チェルノブイリ原発事故がはじまりだった

 1986年4月26日、チェルノブイリ原子力発電所事故が起こった。それが、スラーデクさん家族の人生を大きく変えることになる。当時、ウルズラさんは学校の先生。夫のミヒァエルさんは医師で、息子のセバスチャンさんは9歳だった。将来、グリーン電力を供給するようになるとは、夢にも思わなかった。

 ドイツは、チェルノブイリから1500キロメートル以上も離れている。でも、放射性物質を含んだ雲が流れてきた。ウルズラさんはちょうどその時、スキーで大腿骨を複雑骨折して自宅で養生していた。事故後の5月は、ドイツで最もいい季節。新緑の緑が青々と茂りはじめ、長い冬の間に落ち込んだ気分が急に開放的になる。こんな清々しい季節に、ウルズラさんの子どもたち5人が自宅に閉じこもっているはずがない。被ばくする心配があるので外で遊んではいけないと忠告しても、子どもたちはまったく聞き入れなかった。自由奔放に、外で遊び回っていた。

 ウルズラさんは、不安でしようがない。ちょうどそんな時、町の市民報を読んでいたら、一つのメッセージがウルズラさんの目にとまった。

「チェルノブイリ事故後、子どもや孫の将来に不安を抱いていませんか。何かしたいのだが、どうしていいかわからない人いませんか。放射能と化学薬品によって、環境が汚染されるのはもう許せません。一緒に行動しませんか」

 メッセージを投稿したのは、2人の子どもを持つザビーネさんとヴォルフ・ディーターさんの夫婦だった。

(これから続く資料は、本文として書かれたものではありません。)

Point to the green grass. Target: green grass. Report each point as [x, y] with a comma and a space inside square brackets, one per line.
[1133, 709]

 それをきっかけにして、放射能汚染に不安を抱く小さな親のグループが誕生した。グループは当初9人、小さな子どもを持つ親ばかりだった。ウルズラさんもその一人だった。

 最初は、『原子力に反対する親の会』とした。毎週、親として、市民として原子力に反対して何ができるかを話し合った。しかしチェルノブイリ事故後1年余り経つと、『原子力のない未来をつくる親の会』と改名した。単に原子力に反対するのではなく、そこから何か得るものがないと活動する意味がない。何かのために戦いたかった。原子力発電を止めるだけではダメ。活動しながら何かを得て楽しもうが、グループのモットーだった。最終的にグループは、省エネと発電の分散化を目指すことにした。

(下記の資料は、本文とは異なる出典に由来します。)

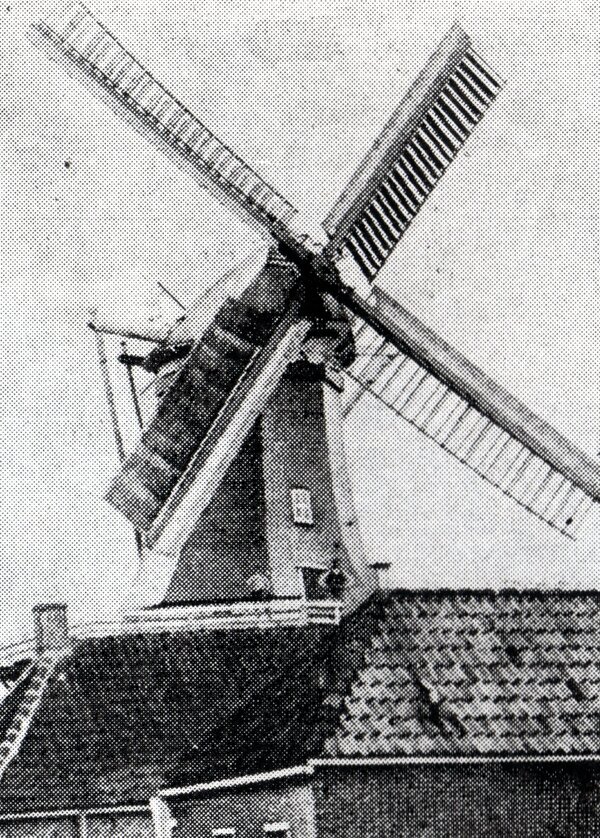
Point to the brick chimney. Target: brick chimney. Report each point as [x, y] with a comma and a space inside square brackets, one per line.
[50, 626]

 グループの生活するシェーナウは、⎡黒い森⎦にある。戦前は繊維産業が盛んで、そのために利用されていた水車など小さな水力発電施設がたくさんあった。しかしナチスの時代に入ると、小さな発電設備は次々に閉鎖されていった。軍需産業が多量な電気を必要とすることから、ナチス政府が大型発電施設を優先させていったのだ。その大型設備を優先する構造が、今も依然として法的に優遇されている。

 それに気づいたのは、ミヒァエルさんだった。

 地元にある小さな水力発電施設を再生するべきだ。大型設備で発電するのではなく、小型設備を復活させて発電できるようにしたい。そのため、ミヒァエルさんを中心にして関連法の改正を求めて政府に陳情した。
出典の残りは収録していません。